The attack on June 25, 1996, which killed 19 airmen and wounded hundreds more, was months in the making. Seven months earlier, a car bomb detonated at Saudi Arabian military offices in Riyadh, the nation’s capitol, prompting leaders at King Abdul Aziz Air Base to fortify American installations against similar threats. About 3,000 airmen, several hundred Army soldiers and some British and French troops lived in the nearby Khobar Towers complex, which had concrete Jersey barriers placed along the perimeter fence and the security presence beefed up at the complex gate, according to a 1998 article by Air Force Magazine.
“We’ve turned our living area into a bit of a fortress-with cement barriers and concertina wire,” wrote the commander of the Dhahran-based 4404th Wing, Brig. Gen. Terryl Schwalier, in a letter to his wife, according to Air Force Magazine. “Our cops are on 12-hour shifts-having doubled up on the gates and increased their patrols.”
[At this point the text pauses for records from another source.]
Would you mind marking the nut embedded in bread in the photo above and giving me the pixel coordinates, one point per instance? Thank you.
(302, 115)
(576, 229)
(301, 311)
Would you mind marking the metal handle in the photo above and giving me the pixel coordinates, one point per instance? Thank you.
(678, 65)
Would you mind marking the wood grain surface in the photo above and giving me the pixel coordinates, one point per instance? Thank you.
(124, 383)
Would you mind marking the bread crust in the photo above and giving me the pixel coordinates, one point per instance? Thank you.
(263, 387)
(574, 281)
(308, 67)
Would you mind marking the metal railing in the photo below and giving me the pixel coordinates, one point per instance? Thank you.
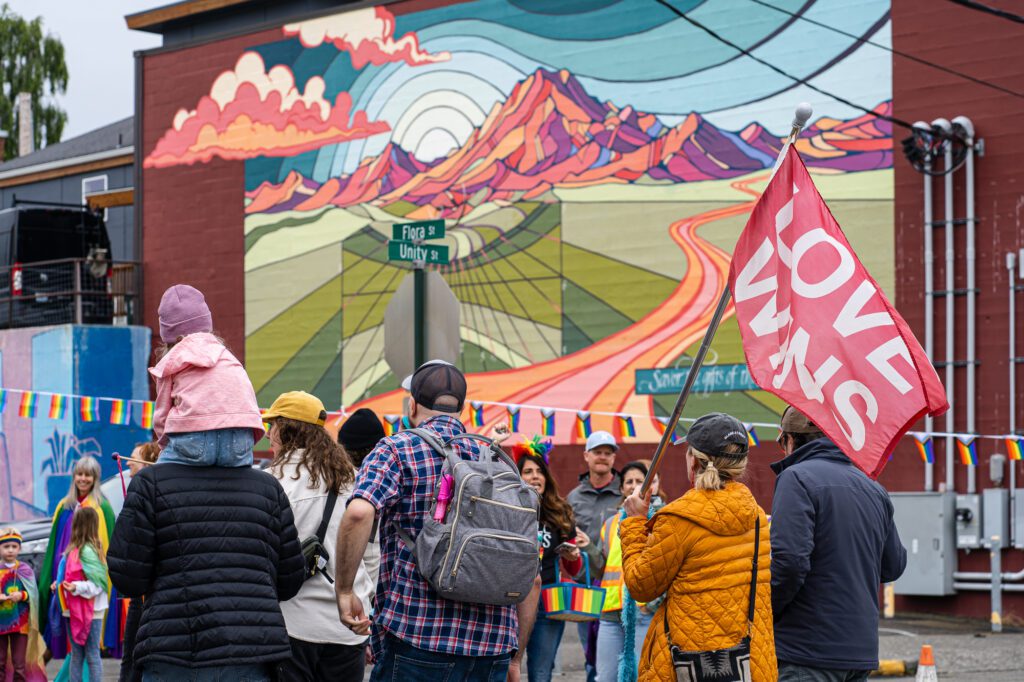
(76, 291)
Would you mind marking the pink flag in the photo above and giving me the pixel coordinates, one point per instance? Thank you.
(818, 332)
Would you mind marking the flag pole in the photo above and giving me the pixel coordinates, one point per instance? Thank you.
(801, 116)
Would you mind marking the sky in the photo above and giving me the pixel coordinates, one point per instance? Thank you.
(98, 49)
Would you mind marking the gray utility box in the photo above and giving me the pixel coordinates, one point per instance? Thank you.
(926, 521)
(995, 516)
(969, 521)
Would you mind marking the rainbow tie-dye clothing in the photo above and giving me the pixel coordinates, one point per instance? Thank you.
(14, 615)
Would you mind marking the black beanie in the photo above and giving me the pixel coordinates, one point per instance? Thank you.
(361, 430)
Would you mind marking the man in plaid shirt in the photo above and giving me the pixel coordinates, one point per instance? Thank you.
(418, 634)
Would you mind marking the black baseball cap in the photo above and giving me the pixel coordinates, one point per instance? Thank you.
(715, 431)
(432, 381)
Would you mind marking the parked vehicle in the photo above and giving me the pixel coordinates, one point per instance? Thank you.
(54, 266)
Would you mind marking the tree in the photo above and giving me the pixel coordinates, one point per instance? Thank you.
(33, 62)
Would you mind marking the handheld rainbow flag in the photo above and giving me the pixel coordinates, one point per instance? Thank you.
(925, 448)
(391, 424)
(1014, 449)
(58, 407)
(968, 448)
(120, 412)
(476, 413)
(88, 410)
(752, 435)
(145, 418)
(547, 422)
(27, 409)
(626, 427)
(513, 415)
(583, 424)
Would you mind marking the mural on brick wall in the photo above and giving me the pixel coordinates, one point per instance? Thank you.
(594, 161)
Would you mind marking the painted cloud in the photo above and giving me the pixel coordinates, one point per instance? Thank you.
(368, 35)
(254, 113)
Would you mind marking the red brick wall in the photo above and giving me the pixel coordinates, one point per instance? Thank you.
(193, 215)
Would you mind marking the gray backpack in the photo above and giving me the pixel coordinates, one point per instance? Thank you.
(485, 549)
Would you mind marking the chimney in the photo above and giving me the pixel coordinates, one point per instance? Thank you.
(25, 137)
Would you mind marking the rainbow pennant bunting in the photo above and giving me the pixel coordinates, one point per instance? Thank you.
(120, 412)
(752, 435)
(391, 424)
(88, 410)
(925, 448)
(968, 448)
(547, 422)
(476, 413)
(583, 424)
(513, 415)
(1014, 449)
(145, 418)
(27, 409)
(626, 426)
(58, 407)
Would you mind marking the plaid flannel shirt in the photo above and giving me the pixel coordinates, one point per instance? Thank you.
(398, 478)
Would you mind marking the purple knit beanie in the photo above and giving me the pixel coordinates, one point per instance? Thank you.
(182, 310)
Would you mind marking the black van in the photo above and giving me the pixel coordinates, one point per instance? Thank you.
(54, 266)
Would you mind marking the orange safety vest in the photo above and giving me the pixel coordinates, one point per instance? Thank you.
(612, 579)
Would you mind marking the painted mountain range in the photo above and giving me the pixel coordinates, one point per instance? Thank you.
(551, 133)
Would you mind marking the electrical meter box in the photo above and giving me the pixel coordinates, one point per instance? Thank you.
(926, 521)
(995, 516)
(969, 516)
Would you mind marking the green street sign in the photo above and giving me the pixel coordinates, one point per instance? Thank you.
(433, 254)
(419, 231)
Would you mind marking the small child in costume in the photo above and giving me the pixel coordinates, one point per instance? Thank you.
(206, 412)
(84, 585)
(18, 598)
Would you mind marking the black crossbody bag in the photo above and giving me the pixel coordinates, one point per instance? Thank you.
(731, 665)
(313, 551)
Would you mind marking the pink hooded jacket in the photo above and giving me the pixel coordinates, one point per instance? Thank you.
(201, 386)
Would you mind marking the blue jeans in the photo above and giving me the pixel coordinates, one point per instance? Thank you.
(610, 641)
(219, 448)
(404, 663)
(543, 646)
(161, 672)
(87, 653)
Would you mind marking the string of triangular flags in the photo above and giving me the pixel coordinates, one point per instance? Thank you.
(967, 443)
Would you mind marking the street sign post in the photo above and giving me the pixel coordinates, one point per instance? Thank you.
(407, 245)
(419, 231)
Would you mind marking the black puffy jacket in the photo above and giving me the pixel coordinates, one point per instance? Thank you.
(214, 550)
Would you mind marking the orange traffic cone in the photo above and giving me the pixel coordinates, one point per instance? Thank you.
(926, 666)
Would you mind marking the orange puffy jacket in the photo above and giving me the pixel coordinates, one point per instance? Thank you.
(698, 550)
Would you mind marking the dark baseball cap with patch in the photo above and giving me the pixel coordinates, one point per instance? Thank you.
(714, 432)
(433, 381)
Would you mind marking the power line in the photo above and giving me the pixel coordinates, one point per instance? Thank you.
(977, 6)
(905, 55)
(795, 79)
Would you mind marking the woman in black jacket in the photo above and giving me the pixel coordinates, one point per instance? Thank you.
(213, 549)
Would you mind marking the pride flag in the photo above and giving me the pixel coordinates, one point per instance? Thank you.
(752, 435)
(968, 448)
(27, 409)
(58, 407)
(626, 427)
(583, 424)
(87, 410)
(1014, 449)
(476, 413)
(547, 422)
(120, 412)
(145, 419)
(513, 415)
(925, 448)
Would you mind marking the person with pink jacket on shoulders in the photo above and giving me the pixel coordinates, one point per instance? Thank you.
(206, 412)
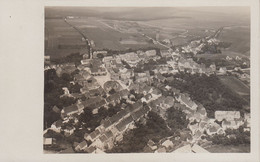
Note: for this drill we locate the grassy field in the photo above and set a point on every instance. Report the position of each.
(239, 37)
(237, 86)
(120, 28)
(229, 149)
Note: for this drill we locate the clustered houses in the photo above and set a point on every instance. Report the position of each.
(112, 128)
(192, 67)
(154, 93)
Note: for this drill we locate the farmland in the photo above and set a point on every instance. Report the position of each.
(239, 37)
(236, 85)
(125, 27)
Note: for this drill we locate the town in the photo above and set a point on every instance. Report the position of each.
(105, 100)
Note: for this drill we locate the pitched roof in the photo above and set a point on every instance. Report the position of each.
(136, 115)
(184, 149)
(83, 144)
(70, 109)
(107, 123)
(198, 149)
(68, 150)
(58, 123)
(90, 149)
(109, 134)
(185, 99)
(103, 138)
(94, 134)
(124, 92)
(122, 125)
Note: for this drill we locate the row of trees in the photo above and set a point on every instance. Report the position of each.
(136, 139)
(232, 137)
(72, 58)
(53, 90)
(210, 92)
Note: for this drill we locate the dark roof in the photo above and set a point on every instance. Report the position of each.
(109, 134)
(93, 102)
(83, 144)
(124, 92)
(70, 109)
(137, 105)
(136, 115)
(122, 125)
(107, 123)
(94, 134)
(113, 97)
(122, 113)
(90, 149)
(58, 123)
(115, 118)
(68, 150)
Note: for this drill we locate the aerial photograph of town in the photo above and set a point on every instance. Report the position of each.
(146, 80)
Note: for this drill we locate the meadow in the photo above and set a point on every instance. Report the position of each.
(121, 28)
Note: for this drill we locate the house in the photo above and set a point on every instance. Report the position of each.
(203, 126)
(69, 110)
(96, 53)
(85, 62)
(69, 130)
(183, 149)
(175, 91)
(213, 129)
(81, 146)
(160, 150)
(151, 145)
(56, 126)
(56, 109)
(48, 141)
(124, 93)
(98, 151)
(122, 125)
(67, 151)
(93, 135)
(156, 93)
(228, 115)
(184, 99)
(198, 149)
(112, 85)
(167, 144)
(47, 59)
(193, 127)
(231, 124)
(201, 111)
(168, 102)
(90, 149)
(222, 70)
(166, 54)
(150, 53)
(98, 70)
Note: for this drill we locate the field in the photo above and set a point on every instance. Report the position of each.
(121, 28)
(61, 39)
(237, 86)
(239, 37)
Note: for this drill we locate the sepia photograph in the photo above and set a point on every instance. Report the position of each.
(147, 79)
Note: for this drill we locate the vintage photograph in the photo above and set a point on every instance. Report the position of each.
(146, 79)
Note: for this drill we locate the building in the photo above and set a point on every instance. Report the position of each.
(198, 149)
(227, 115)
(81, 146)
(184, 99)
(48, 141)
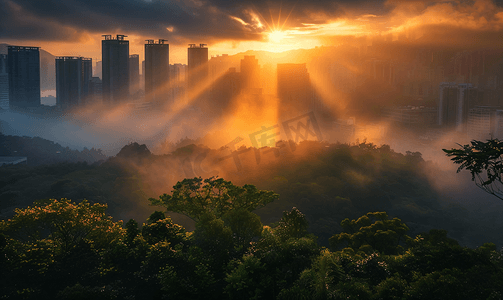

But the complex still had a weak spot: a stretch of fence along the northern perimeter about 80 feet away from buildings 131 and 133. Beyond that fence was a parking lot where Saudi Arabian families often stopped so they could visit the nearby city park. Despite newly-installed Jersey barriers, sentries on the rooftops of 131 and 133, and routine Saudi police patrols through the parking lot, it was still a vulnerability where attackers could potentially threaten the hundreds of service members living in the buildings across the fence.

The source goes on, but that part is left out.